The MSC module also integrates the AMD R-460L 2.0GHz (2.8GHz Turbo) or AMD R-452L 1.6GHz (2.4GHz Turbo) quad-core processors. The thermal design power (TDP) levels are 25W and 19W, respectively. The two dual-core module versions can be populated with the AMD R-260H 2.1GHz (2.6GHz Turbo) processor or the AMD R-252F 1.7GHz (2.3GHz Turbo) processor — each featuring 17W TDP. All processors support the AMD64 technology and the AMD-V virtualisation technology. The AMD Fusion Controller Hub (FCH) A75 chipset is used in combination with all CPU versions. The main memory can be expanded to 16Gbyte DDR3-1600 dual-channel SDRAM via two SO DIMM sockets.

##IMAGE_1_L##
Figure 3: The MSC C6C-A7 module family is based on AMD’s Embedded R-Series Accelerated Processing Units (APUs) and supports OpenCL

The Radeon HD7000G-Series graphics engine integrated into the AMD R-Series APU, with its excellent graphics capabilities, offers support for OpenCL 1.1, OpenGL 4.2 and DirectX 11. The modules support up to four independent displays for imaging applications. HDMI, MPEG-2 decoding, H.264 and VCE (video compression engine) support is also included.
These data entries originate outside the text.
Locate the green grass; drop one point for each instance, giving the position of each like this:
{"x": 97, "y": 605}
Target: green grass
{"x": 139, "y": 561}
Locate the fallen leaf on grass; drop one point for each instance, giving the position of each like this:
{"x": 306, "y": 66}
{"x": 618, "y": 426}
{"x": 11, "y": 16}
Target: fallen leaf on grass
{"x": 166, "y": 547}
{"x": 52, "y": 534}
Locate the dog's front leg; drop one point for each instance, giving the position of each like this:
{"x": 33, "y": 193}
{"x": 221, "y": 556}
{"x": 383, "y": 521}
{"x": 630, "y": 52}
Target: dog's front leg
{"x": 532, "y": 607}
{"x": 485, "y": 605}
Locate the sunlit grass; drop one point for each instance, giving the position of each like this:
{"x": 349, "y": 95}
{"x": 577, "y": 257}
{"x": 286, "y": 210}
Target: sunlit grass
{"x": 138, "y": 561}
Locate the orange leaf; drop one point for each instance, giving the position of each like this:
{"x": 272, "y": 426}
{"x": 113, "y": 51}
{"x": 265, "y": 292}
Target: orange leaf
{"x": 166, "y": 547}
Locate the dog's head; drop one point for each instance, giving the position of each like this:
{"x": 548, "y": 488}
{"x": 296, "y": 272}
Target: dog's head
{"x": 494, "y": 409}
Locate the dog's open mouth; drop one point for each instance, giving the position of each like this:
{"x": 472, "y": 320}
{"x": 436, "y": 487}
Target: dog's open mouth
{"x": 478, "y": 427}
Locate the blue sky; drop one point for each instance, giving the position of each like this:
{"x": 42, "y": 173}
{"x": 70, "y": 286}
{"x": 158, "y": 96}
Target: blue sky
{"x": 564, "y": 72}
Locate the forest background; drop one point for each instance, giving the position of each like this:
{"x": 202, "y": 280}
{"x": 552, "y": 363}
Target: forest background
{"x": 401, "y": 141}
The MSC C6C-A7 COM Express module family offers six PCI Express x 1 channels and a PCI Express graphics (PEG) x 8 interface. In addition, all modules feature four USB 3.0 and four USB 2.0 ports, LPC, Gbit Ethernet, HD audio and four SATA interfaces at up to 300Mbyte/s. Featuring DisplayPort 1.2 and HDMI interfaces (3x digital display interface) supporting resolutions up to 4096 x 2160 (DP) and 1920 x 1200 (HDMI), along with LCD and VGA interfaces, the MSC C6C-A7 modules offer comprehensive display support.

The platform can run Microsoft Windows Embedded Standard 7 operating system, as well as Linux. The AMI based BIOS includes UEFI support. In addition to the Computer-On-Modules, MSC offers Starter Kits and suitable carrier boards, as well as cooling solutions and memory modules.

Thanks to the powerful computing and graphics capabilities, the platform is especially suited for demanding applications where 3D graphics, high-definition videos or the control of large displays are required. Typically such applications can be found in the fields of medical technology, infotainment, digital signage and gaming.